愛し君に花の名を捧ぐ
◇ ◇ ◇

 筆を置き、上げた琥苑輝の目は侍従が告げた来訪者以外の人物を見留めた。

「陛下には、拝謁のお許しをいただき……」

「これはどういうことだ、剛燕」

 形ばかりの口上を遮り、目通りを許した覚えのない者へ非難の視線を向ける。拝跪し頭を垂れているが、その髪の色は間違いようがない。

「西の姫君。帰郷の挨拶にいらっしゃったのか」

 ふたりに立ち上がるよう促すと、リーリュアはゆっくりと面を苑輝に向ける。その顔に苑輝は息を呑んだ。
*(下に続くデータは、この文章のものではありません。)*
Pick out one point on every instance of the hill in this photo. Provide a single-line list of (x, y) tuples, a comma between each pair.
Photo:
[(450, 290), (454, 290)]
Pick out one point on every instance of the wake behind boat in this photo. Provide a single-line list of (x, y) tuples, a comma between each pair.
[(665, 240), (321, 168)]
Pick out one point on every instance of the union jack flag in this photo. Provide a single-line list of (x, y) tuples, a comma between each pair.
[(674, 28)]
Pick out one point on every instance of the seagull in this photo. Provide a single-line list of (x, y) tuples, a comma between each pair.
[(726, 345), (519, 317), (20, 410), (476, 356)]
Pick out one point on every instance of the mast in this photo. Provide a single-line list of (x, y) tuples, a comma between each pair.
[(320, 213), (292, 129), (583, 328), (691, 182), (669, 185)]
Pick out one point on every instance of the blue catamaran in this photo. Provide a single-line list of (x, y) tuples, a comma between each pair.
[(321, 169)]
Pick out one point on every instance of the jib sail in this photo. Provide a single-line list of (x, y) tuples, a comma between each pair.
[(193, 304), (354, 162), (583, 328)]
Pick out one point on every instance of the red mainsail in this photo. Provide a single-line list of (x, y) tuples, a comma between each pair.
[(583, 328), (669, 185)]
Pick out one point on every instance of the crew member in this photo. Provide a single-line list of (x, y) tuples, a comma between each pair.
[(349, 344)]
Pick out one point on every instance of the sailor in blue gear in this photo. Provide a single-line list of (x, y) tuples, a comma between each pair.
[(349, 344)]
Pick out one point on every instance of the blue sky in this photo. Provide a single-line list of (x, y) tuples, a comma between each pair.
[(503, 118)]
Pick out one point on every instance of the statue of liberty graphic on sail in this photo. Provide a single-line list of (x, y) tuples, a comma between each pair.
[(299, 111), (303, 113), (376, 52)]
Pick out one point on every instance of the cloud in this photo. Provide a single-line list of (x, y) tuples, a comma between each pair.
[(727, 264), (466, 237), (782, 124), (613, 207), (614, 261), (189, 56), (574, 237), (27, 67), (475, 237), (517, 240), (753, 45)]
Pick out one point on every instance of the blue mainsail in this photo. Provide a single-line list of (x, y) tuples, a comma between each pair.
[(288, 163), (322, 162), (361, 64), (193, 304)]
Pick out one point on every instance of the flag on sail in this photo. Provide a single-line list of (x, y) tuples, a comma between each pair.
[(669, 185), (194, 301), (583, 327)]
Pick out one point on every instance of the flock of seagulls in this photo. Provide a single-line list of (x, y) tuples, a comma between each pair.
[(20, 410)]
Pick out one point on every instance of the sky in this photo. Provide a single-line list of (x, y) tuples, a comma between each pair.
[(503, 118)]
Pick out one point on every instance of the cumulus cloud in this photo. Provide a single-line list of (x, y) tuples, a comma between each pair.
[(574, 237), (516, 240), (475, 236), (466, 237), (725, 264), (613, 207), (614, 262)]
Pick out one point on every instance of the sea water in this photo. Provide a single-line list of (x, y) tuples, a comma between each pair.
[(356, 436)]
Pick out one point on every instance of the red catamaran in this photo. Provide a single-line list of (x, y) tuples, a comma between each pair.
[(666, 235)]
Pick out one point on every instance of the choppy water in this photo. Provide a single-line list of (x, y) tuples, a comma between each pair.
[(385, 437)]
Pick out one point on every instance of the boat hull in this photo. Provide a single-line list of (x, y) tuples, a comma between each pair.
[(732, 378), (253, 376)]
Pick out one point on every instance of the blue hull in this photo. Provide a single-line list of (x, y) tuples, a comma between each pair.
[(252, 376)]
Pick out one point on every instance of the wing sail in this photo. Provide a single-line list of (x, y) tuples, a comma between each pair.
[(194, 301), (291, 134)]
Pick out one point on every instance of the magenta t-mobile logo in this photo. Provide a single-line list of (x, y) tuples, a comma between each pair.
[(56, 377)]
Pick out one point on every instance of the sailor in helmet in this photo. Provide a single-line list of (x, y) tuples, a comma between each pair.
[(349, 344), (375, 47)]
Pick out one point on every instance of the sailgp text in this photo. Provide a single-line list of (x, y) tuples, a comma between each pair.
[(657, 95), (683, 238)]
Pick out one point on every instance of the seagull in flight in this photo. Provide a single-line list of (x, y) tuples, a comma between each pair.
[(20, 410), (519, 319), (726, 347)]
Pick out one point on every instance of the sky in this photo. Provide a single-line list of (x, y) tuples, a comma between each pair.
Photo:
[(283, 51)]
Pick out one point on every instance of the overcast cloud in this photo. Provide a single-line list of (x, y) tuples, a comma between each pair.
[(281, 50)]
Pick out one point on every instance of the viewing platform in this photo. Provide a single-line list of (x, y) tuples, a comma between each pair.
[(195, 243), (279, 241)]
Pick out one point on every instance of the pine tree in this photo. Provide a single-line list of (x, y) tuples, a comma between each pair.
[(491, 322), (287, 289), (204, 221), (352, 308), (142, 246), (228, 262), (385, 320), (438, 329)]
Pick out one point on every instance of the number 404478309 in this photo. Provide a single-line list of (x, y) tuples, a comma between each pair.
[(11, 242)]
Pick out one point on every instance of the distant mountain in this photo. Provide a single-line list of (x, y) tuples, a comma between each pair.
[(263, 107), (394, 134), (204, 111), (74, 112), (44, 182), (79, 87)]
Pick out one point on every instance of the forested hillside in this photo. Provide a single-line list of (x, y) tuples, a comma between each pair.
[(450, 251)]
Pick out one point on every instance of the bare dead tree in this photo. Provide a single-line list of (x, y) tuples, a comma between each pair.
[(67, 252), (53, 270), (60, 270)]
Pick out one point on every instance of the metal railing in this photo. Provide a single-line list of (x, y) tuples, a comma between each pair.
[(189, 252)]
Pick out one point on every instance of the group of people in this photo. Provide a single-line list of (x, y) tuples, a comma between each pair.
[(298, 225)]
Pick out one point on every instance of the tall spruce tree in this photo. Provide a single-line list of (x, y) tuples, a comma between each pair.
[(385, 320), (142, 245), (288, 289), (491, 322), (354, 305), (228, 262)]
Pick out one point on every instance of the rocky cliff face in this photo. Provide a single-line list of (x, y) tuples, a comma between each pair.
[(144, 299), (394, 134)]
薄化粧を施し淡い色合いで揃えた襦裙をまとう異国の姫が、天界から舞い降りた仙女に見えたのである。

「こうでもしないと、陛下はお逃げになるのでは?」

「……いや。まさかおまえではあるまいし。きちんと手順を踏まれれば、国に戻られる前に会談の場を設けたものを」

 あくまで国使として丁重に扱う。それ以上でも以下でもないと言外に匂わせたが、意図的に無視をしたのか、彼女は大きな目をさらに見開き苑輝を真正面から見え据える。

「アザロフには戻りません」

 ふと、自分に向けられている翠の瞳からまた大粒の涙が落ちるのではという心配に囚われたが、苑輝のそれは杞憂に終わった。リーリュアの唇が、柔らかな弧を描いたのである。

「この国に嫁いできたのです。もうここがわたくしの“国”です」

「約条のことなら気にしなくても大丈夫だ。その旨はきちんと文書にしてお父上にお知らせする。昔とは違う。あなたが犠牲になりこの国に残る必要などない」

 苑輝は、アザロフの城に滞在したほんの僅かな期間を思い出す。国王一家は、攻め入った敵国の将である自分にまで親切にしてくれた。あのような家族が、遠く離れた葆に愛娘を送り出した心境を推量すれば、一日でも早くリーリュアを帰さなければという思いに駆られる。